Refactoring Python code

Asked

Viewed 161 times

2

How do I improve this code?

import random
import string
import requests
from django.core.management.base import BaseCommand, CommandError
from django.core.exceptions import ValidationError
from optparse import make_option
from core.models import Movie


class Command(BaseCommand):
    help = 'Faz o crawler numa api de filmes e retorna os dados.\n \
    Uso: ./manage.py initdata\n \
    ou: ./manage.py initdata -m 20\n \
    ou: ./manage.py initdata -m 20 -y 2015'
    option_list = BaseCommand.option_list + (
        make_option('--movies', '-m',
                    dest='movies',
                    default=10,
                    help='Define a quantidade de filmes a ser inserido.'),
        make_option('--year', '-y',
                    dest='year',
                    default=None,
                    help='Define o ano de lançamento do filme.'),
    )

    def get_html(self, year):
        '''
        Le os dados na api http://www.omdbapi.com/ de forma aleatoria
        e escolhe um filme buscando por 2 letras
        '''
        # escolhe uma letra aleatoriamente
        c = ''.join(random.choice(string.ascii_lowercase)for _ in range(2))
        # se não for definido o ano, então escolhe um randomicamente
        if year is None and isinstance(year, int):
            year = str(random.randint(1950, 2015))
        url = 'http://www.omdbapi.com/?t=' + c + \
            '*&y=' + str(year) + '&plot=short&r=json'
        return requests.get(url).json()

    def save(self, title, year, released, director, actors, poster, imdbRating, imdbVotes, imdbID):
        ''' transforma "imdbVotes" em numero inteiro '''
        if imdbVotes == "'N/A'":
            imdbVotes = 0
        else:
            imdbVotes = imdbVotes.replace(',', '')
        try:
            ''' Salva os dados '''
            Movie.objects.create(
                title=title,
                year=year,
                released=released,
                director=director,
                actors=actors,
                poster=poster,
                imdbRating=imdbRating,
                imdbVotes=imdbVotes,
                imdbID=imdbID,
            )
        except ValidationError:
            print('O objeto não foi salvo.')

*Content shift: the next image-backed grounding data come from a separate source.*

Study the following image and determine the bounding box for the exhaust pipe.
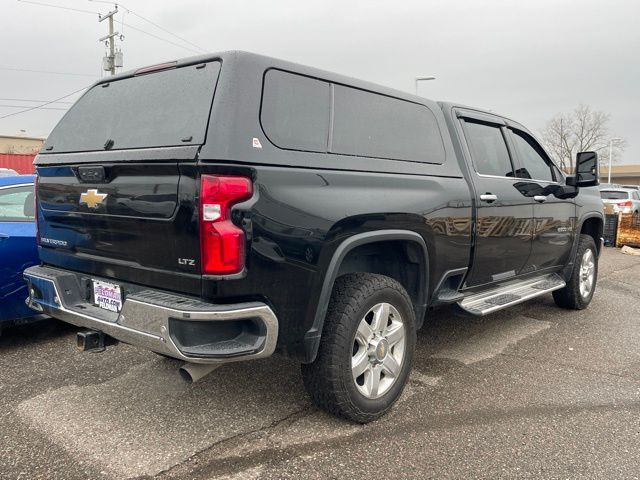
[179,362,221,383]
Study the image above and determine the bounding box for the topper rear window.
[43,61,221,153]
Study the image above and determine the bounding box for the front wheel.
[301,273,416,423]
[553,234,598,309]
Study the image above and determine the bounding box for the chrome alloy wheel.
[579,248,595,299]
[351,302,406,399]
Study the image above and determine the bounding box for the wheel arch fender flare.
[563,212,604,281]
[302,229,429,363]
[576,212,604,251]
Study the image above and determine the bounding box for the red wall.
[0,154,36,174]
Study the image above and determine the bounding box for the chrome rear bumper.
[23,265,278,364]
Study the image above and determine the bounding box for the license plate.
[93,280,122,313]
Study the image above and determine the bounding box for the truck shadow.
[0,317,77,350]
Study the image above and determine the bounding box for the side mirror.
[567,151,599,187]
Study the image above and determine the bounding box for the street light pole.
[608,137,622,184]
[415,76,436,95]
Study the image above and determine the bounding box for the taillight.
[617,200,632,207]
[199,175,253,275]
[34,175,40,245]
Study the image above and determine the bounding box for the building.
[601,164,640,186]
[0,135,44,174]
[0,135,44,155]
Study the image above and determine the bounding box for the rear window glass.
[331,85,445,163]
[261,70,331,152]
[43,62,221,153]
[600,191,629,200]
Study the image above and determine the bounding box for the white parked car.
[600,188,640,215]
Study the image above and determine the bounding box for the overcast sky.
[1,0,638,163]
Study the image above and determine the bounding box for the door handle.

    def handle(self, movies, year, **options):
        ''' se "movies" não for nulo, transforma em inteiro '''
        if movies is not None:
            movies = int(movies)
        ''' busca os filmes n vezes, a partir da variavel "movies" '''
        for i in range(movies):
            h = self.get_html(year)
            j = 1  # contador
            ''' Se a resposta for falsa, então busca outro filme '''
            while h['Response'] == 'False' and j < 100:
                h = self.get_html(year)
                print('Tentanto %d vezes' % j)
                j += 1
            ''' se "year" não for nulo, transforma em inteiro '''
            if "–" in h['Year']:
                h['Year'] = year
            # salva
            self.save(h['Title'], h['Year'], h['Released'], h['Director'], h['Actors'],
                      h['Poster'], h['imdbRating'], h['imdbVotes'], h['imdbID'])
            print(i + 1, h['Year'], h['Title'], h['Released'], h['Director'],
                  h['Actors'], h['Poster'], h['imdbRating'], h['imdbVotes'], h['imdbID'])

        # print('Foram salvos %d filmes' % movies)

For example,

def save(self, title, year, released, director, actors, poster, imdbRating, imdbVotes, imdbID):

Enter only a dictionary of arguments.

title=title,
year=year,
released=released,
director=director,
actors=actors,
poster=poster,
imdbRating=imdbRating,
imdbVotes=imdbVotes,
imdbID=imdbID,

Can you turn it into something smaller, a dictionary maybe.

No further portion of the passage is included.